Chancellor of the exchequer Alistair Darling, will present his pre-budget report and the outcome of the Government’s comprehensive spending review to the Commons on Tuesday.

Fleet industry commentators and financial experts have been predicting for some time that the report will contain details of the chancellor’s intentions to reform the company car tax system and introduce incentives for low emission cars.

The report is all the more important as it comes in advance of a probable early election.

Tax analysts point to the changes to the benefit-in-kind tax system to include a new 10% band for cars that produce 120g/km or less of CO2.

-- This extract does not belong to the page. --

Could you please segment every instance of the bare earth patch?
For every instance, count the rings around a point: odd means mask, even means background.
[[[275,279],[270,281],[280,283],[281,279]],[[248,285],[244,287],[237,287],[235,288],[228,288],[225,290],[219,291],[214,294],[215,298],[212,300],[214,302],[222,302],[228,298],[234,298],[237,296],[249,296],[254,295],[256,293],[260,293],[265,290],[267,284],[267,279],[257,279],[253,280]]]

Fleet managers are being advised that while there are now a range of cars available at or below this emissions’ cut off point, they must take into account a vehicle’s specification, which could push a vehicle over the limit.

“This will bring in some interesting challenges for the industry, said Robert Kingdom, head of marketing and business development at Masterlease.

“The exact CO2 will depend on the car’s specification and we don’t know that until we get the V5 back, which of course is too late for the driver involved if it pushes him into the next band, which could mean a 50% difference in his personal tax bill.”

Despite these anomalies, the chancellor is on the right track, thinks Mr Kingdom. “The agenda is likely to be driven by environmental objectives,” he said.

“There can’t be that many challenges to environmental taxation and events such as the rapid adoption of diesels are evidence that you can get significant change in the business car market through tax changes.”

According to the Campaign for Better Transport, the industry must expect measures to cut carbon emissions from transport.

“Transport Secretary, Ruth Kelly, committed the Department for Transport to produce a carbon reduction strategy for transport, and we expect an interim report from Professor Julia King who is conducting a review for DfT and treasury on decarbonising road transport,” explains Stephen Joseph, the campaign’s executive director.

“Some possibilities for the spending review include a purchase tax on new cars with high charges for gas guzzlers and low or even negative charges for low emission vehicles.”

As an alternative to this, higher vehicle duty may be introduced as previous budgets have raised the tax on high emission vehicles but only to £400 a year and the industry says it would need to be £2,000 a year to make a real difference.

More company car tax reforms are also on the way says Mr Joseph, including changing car allowances for business use of private cars to reflect fuel efficiency and emissions.